Si coglie agevolmente l’effetto sedimentario, stratigrafico di questa pittura appaiando tele come fossero conci d’arco, pietre angolari di un antico muro portato a nudo. La materia accoglie come antichi organismi mineralizzati forme depositate nella mente. È una sensazione tattile che si riverbera nello sguardo solo quando la luce radente colpisce e svela l’identità delle forme volutamente nascosta. Il mondo subacqueo che primeggia nella maggioranza delle opere. L’assenza di gravità, il flusso delle correnti e la loro forza impetuosa diventano tangibili solo se ci sofferma sugli effetti: soffi di pigmento trascinati con moto parallelo s’aprono in improvvise fioriture leggere come merletti, impalpabili come le strane creature che vivono saldamente appigliate ai fondali.

La pittura di Loredana La Placa non parte dalla visione perché cerca di raccontare la sostanza. Per rendere la percezione dell’acqua mantiene liquidi i pigmenti e anche quando questi si trasformano in un piano costellato di microscopici crateri, resta al dipinto la sensazione di una corsa priva d’ostacoli. Forse è spuma sulla battigia, forse l’avanzare rapido dell’onda di marea: sicuramente sono i colori, i riflessi e l’esperienza di una giornata di mare, trascorsa guardando il limite tra i due mondi, il ruvido della superficie e il suo abito d’acqua che il vento senza posa veste e spoglia.
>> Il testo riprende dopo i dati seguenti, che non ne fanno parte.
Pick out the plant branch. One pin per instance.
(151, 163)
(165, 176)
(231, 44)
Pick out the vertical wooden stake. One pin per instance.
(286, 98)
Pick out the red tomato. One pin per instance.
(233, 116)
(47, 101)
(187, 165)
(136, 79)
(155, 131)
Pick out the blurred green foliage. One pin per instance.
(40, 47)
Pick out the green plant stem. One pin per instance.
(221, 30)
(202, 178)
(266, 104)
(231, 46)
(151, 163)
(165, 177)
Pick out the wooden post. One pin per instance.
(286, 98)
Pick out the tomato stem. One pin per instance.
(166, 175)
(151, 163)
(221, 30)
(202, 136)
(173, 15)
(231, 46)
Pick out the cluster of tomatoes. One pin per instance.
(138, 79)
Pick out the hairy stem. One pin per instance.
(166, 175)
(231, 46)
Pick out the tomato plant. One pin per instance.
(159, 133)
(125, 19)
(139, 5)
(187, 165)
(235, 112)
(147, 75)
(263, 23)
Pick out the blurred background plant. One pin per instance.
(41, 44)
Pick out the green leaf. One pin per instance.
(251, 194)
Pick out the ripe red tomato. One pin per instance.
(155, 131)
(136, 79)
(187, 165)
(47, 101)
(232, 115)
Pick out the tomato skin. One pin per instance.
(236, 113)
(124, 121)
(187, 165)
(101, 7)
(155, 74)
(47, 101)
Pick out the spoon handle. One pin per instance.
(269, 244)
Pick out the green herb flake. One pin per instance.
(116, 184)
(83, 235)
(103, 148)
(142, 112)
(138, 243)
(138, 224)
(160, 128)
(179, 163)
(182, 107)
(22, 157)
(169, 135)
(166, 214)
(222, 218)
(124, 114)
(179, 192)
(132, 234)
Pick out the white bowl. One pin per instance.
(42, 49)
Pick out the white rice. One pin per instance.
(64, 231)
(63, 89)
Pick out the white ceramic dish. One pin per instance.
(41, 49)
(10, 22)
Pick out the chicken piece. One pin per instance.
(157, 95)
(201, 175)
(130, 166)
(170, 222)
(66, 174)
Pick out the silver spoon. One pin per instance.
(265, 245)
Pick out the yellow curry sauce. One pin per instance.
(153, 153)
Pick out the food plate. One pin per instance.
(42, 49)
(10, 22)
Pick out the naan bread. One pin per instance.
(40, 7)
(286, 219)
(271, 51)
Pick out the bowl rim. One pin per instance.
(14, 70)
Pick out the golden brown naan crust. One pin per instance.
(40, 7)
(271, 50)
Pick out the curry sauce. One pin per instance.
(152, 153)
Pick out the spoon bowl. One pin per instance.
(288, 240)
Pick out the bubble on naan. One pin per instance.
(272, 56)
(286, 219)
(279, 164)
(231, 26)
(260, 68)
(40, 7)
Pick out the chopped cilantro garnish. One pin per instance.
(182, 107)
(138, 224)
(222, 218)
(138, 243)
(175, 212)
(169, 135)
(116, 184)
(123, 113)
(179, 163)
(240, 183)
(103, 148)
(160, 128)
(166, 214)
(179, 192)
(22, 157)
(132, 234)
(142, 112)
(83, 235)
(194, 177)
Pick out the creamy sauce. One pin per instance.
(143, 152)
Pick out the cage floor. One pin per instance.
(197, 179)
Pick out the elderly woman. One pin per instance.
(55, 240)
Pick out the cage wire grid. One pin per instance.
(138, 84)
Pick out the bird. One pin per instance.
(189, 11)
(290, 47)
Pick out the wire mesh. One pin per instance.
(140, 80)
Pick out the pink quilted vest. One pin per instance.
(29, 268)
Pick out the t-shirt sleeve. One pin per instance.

La scelta, intuitiva e vincente, di sentire il corpo fisico e bagnato del colore senza focalizzarsi sulla visione le ha permesso di esprimere il mare staccandosi dalla rappresentazione ordinaria che è legata allo sguardo. La fluidità dell’esecuzione prevale, il senso avvolgente e leggero del movimento permette di sentirsi immersi anche davanti a colori insoliti. L’opera diventa un mare interiore, ancestrale e amniotico che ci riporta con facilità all’esperienza della gestazione, della vita che tutti noi abbiamo trascorso nuotando nel ventre protettivo di nostra madre.

Loredana La Placa è l’artista della memoria condivisa, non solo del vedere ma del sentire. Non dipinge, modella superfici quasi piatte. In pochi millimetri di spessore racchiude un universo da assaporare ad occhi chiusi scivolando sulle tele con la sensibilità del tatto. Osservando le opere si percepiscono due emozioni, parallele e distinte: il colore dell’acqua che sicuramente ci appartiene, con tutti i ricordi di spiagge, di traversate e di castelli di sabbia sbriciolati dal sole. L’altra, più profonda e intima, è la memoria di una vita fluida e avvolgente che abbiamo dimenticato solo in superficie. È qualcosa che ci portiamo dentro, una radice comune capace d’andare ben oltre le parole e le differenze di cultura.